Alípio Abranhos, eterno conde, mestre na oratória parlamentar, quando se viu na iminência de um duelo, circunstância que lhe pedia mais da coragem do que da retórica, teve um achaque de donzela, uma revolução gástrica que lhe dobrou os joelhos e o fez expelir uma substância esverdeada onde certamente estava escrita a sua verdadeira natureza flébil. O vómito do conde foi físico e moral, idêntico ao do jovem Marcus Messner, personagem de Indignação, de Philip Roth. Após uma longa e tensa conversa filosófica com o deão, o pobre Marcus vomita para cima da carpete, da cadeira e de uma moldura. Conclui resignadamente que “não tinha estômago para enfrentar o deão dos alunos, como não tinha estômago para enfrentar o meu pai ou os meus companheiros.” O vómito confirma-o.

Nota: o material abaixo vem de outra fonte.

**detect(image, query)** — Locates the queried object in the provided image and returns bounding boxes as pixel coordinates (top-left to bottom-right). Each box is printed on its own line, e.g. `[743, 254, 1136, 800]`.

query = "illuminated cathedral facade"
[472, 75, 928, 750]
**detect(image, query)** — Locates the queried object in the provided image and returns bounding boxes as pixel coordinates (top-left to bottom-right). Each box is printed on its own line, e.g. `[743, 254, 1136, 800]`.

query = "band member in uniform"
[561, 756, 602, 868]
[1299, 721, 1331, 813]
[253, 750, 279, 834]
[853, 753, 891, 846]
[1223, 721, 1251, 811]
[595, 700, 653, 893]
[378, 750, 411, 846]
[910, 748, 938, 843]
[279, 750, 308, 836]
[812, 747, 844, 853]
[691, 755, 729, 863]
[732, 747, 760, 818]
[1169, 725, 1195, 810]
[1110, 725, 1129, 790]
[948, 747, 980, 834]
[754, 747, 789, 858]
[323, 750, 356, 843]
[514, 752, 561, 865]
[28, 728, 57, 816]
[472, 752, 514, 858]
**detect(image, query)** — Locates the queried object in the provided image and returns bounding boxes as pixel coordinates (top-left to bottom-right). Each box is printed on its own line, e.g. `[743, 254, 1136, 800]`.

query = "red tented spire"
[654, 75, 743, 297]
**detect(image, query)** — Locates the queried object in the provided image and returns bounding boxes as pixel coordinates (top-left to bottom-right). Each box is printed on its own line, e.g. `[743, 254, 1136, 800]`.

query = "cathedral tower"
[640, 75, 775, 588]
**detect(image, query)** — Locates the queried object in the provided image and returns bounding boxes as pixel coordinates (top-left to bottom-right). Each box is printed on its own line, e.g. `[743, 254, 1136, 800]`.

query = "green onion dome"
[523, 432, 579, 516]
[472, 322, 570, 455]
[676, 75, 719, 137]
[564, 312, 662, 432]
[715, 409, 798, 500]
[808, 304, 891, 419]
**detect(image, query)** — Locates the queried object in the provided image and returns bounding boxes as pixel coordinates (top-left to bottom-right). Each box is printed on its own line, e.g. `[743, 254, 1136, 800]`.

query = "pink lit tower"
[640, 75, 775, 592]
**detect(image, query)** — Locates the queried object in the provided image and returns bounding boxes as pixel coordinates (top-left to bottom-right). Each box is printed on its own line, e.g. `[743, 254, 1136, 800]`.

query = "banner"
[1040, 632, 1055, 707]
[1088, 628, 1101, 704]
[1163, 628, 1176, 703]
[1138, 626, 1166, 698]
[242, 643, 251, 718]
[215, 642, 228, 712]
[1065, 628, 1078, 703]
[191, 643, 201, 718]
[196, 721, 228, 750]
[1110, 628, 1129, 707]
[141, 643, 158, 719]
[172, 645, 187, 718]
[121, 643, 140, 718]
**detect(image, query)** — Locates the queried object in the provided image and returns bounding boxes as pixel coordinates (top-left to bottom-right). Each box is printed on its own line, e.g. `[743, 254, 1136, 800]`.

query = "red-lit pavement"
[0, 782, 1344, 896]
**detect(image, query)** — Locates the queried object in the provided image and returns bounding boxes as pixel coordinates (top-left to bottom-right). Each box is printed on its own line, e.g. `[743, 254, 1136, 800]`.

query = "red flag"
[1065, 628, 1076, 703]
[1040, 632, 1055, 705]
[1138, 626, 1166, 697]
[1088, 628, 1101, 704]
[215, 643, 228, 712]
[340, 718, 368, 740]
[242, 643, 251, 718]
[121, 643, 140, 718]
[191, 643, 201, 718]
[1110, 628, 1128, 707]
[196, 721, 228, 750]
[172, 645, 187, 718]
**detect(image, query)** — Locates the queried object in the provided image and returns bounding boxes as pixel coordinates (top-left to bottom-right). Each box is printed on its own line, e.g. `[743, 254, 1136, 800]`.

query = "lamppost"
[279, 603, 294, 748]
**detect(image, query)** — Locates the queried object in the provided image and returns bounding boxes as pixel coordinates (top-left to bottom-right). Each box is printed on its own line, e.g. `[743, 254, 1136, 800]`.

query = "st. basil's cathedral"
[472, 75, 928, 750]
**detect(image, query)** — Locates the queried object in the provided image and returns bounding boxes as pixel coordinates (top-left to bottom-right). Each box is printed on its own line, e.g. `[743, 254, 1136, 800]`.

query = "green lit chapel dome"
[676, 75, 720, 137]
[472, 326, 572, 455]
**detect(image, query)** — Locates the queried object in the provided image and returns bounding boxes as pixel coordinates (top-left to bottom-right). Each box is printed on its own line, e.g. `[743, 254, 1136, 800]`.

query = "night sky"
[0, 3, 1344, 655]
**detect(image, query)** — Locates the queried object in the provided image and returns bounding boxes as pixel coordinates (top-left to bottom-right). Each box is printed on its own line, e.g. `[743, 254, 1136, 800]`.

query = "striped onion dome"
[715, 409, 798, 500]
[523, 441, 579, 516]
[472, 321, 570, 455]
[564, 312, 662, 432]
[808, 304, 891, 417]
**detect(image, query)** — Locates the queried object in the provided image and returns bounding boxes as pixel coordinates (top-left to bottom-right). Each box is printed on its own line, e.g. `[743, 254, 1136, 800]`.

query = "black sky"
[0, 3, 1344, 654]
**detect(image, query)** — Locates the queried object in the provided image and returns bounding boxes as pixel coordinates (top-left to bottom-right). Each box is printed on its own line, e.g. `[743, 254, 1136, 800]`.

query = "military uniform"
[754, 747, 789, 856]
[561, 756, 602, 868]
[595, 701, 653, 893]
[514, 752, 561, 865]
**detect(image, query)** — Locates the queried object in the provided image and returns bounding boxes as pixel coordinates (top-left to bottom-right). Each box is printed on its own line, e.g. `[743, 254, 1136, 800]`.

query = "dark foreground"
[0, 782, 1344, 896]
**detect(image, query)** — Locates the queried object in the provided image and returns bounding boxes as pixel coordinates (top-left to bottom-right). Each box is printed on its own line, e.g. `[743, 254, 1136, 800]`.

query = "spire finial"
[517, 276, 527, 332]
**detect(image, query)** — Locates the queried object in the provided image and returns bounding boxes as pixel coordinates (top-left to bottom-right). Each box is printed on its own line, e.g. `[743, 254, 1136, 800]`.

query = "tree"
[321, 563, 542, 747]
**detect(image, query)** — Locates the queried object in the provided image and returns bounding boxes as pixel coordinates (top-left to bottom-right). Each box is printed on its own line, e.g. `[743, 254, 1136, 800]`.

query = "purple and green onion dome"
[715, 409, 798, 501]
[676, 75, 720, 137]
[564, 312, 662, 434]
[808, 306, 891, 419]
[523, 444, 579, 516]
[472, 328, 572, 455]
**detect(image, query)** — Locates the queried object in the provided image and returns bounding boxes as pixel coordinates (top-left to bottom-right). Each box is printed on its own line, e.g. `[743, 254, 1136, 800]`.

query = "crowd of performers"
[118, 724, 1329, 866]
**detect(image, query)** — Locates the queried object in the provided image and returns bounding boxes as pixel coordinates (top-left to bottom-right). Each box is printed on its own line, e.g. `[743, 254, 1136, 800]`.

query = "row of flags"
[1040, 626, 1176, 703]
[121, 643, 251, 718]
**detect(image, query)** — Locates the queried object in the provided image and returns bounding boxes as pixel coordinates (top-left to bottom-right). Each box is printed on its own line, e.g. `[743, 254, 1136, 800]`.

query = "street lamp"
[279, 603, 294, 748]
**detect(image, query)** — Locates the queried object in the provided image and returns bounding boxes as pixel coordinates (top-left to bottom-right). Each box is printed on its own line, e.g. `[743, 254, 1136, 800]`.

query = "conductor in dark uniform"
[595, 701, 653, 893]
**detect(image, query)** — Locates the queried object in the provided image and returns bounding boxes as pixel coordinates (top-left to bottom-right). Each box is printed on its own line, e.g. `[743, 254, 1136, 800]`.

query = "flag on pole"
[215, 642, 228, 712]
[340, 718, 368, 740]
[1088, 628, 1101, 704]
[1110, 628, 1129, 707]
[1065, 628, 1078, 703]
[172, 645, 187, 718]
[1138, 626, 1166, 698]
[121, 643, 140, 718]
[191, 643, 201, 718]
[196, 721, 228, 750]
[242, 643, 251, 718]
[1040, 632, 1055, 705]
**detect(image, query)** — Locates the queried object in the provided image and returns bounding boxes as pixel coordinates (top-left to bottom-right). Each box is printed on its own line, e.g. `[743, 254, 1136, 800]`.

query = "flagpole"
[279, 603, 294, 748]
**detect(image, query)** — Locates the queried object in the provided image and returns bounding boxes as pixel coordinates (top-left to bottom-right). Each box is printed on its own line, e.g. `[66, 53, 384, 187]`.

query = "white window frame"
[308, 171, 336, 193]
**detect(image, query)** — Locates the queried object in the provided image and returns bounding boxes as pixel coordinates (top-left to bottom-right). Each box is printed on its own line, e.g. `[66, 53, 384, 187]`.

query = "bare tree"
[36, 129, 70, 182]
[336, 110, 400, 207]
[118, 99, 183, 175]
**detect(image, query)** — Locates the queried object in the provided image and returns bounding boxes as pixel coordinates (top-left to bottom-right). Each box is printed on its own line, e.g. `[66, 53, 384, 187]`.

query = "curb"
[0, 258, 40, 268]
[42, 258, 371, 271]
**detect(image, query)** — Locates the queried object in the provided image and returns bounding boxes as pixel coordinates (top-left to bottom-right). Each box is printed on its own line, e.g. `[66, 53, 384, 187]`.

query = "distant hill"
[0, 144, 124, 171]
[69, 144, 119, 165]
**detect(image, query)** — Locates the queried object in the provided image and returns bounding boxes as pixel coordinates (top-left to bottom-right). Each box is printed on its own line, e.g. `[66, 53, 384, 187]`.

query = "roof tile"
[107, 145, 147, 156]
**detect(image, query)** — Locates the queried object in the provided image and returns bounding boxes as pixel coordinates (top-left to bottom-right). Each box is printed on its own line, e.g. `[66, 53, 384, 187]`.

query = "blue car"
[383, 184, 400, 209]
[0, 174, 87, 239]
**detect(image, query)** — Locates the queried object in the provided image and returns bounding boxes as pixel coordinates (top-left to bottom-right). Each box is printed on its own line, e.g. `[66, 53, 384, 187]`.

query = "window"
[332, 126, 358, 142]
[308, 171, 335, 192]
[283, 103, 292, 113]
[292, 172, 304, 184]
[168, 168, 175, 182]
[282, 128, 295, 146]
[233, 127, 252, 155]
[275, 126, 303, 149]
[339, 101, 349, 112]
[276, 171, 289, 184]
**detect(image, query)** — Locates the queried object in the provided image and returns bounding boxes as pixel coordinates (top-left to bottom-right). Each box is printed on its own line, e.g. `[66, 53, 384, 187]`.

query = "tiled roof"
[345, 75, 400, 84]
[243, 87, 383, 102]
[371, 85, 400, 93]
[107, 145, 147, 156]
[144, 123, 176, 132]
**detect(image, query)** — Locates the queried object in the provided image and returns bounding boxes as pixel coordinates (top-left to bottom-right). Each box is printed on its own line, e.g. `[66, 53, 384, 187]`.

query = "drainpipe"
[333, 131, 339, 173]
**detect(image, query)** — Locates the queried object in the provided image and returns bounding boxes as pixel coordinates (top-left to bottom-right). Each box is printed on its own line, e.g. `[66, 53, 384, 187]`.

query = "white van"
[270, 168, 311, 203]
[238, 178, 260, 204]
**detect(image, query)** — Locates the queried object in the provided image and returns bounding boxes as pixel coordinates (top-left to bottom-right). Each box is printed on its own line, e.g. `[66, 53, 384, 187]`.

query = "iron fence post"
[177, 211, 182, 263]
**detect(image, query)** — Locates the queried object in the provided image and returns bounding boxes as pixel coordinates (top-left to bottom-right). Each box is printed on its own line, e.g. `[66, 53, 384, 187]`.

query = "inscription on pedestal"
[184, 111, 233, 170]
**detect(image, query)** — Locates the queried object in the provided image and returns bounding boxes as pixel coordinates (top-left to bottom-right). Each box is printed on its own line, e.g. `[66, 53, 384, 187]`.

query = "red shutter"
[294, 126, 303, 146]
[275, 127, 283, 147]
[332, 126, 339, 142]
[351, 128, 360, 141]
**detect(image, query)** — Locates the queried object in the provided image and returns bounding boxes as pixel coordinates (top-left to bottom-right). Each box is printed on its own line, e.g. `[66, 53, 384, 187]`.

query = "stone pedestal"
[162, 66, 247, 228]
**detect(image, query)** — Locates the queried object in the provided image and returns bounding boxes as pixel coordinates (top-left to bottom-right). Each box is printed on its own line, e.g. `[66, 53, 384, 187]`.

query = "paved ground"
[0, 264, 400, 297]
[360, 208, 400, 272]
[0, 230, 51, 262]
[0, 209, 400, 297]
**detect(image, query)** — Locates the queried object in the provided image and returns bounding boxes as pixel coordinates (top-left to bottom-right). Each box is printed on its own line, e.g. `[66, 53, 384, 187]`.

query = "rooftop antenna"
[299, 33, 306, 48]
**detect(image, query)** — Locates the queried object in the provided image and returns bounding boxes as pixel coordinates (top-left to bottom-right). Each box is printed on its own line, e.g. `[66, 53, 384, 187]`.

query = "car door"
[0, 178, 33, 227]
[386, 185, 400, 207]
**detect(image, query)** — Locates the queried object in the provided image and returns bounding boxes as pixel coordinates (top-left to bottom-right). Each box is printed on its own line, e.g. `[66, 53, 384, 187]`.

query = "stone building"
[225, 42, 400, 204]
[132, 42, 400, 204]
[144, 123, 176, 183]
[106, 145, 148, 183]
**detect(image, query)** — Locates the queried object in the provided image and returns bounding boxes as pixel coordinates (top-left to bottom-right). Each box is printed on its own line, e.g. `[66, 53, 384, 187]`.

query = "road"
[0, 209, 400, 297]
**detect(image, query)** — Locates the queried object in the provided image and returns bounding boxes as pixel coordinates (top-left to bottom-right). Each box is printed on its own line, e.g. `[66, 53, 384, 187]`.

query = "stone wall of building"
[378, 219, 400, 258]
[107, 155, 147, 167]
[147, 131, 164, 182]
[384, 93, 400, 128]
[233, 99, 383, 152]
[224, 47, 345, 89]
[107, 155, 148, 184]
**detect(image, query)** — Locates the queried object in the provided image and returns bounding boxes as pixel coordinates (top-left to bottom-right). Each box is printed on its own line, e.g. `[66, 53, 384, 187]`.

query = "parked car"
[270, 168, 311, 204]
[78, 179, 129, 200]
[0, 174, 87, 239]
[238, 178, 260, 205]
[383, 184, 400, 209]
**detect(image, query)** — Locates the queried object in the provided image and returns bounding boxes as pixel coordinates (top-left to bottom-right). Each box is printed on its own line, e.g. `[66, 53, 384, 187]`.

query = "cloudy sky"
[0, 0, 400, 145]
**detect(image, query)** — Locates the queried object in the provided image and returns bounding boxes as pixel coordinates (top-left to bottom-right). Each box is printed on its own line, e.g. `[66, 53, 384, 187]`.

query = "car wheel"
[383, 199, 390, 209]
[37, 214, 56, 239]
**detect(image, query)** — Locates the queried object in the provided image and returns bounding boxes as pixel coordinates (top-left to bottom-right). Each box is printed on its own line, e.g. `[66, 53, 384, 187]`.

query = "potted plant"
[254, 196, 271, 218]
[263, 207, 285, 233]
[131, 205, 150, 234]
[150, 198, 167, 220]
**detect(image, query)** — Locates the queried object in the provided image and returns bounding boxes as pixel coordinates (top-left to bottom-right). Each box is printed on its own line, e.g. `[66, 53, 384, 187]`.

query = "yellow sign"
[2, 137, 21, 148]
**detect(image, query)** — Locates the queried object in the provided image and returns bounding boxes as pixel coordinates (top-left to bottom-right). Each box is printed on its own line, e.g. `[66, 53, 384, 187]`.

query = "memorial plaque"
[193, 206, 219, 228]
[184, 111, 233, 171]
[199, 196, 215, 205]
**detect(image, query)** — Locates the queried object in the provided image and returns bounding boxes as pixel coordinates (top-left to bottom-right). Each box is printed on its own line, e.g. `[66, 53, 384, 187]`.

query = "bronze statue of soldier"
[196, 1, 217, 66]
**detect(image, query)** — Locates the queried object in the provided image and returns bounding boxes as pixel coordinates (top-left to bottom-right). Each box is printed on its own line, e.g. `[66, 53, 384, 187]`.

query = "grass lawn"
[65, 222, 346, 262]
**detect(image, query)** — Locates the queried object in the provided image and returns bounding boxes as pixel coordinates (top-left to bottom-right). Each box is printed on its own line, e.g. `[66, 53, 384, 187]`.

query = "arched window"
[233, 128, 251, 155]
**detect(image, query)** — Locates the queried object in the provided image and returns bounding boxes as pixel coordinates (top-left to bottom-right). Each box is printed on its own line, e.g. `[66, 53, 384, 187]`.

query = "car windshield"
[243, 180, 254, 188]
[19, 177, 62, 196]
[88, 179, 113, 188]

Que a prosa de Céline chafurdava em merda e pústulas é uma verdade universalmente reconhecida. Mas os prazeres escatológicos do Doutor Destouches nunca terão sido levados tão longe como na célebre cena do vómito colectivo em Morte a Crédito. Uma viagem de barco transforma-se numa orgia de vómito cujo climax é um momento que nem as reticências atenuam: “Ela então vira-me aquela cabeça de uma assentada a favor do vento...Toda a vaca estufada que lhe gorgolejava no gasganete ela ma chimpa em cheio nas ventas...Fica-me tudo nos dentes, os feijões, o tomate..eu que já não tinha mais nada que vomitar!” Purga, catarse ou simples divertimento celineano, a cena é um espectáculo cru da humanidade no mais abjecto e inimputável da sua existência; um quadro de exagero irreal que faz dos passageiros artistas de vaudeville numa dança grotesca. Que futuro poderá haver para uma espécie que se vomita e que escreve sobre isso?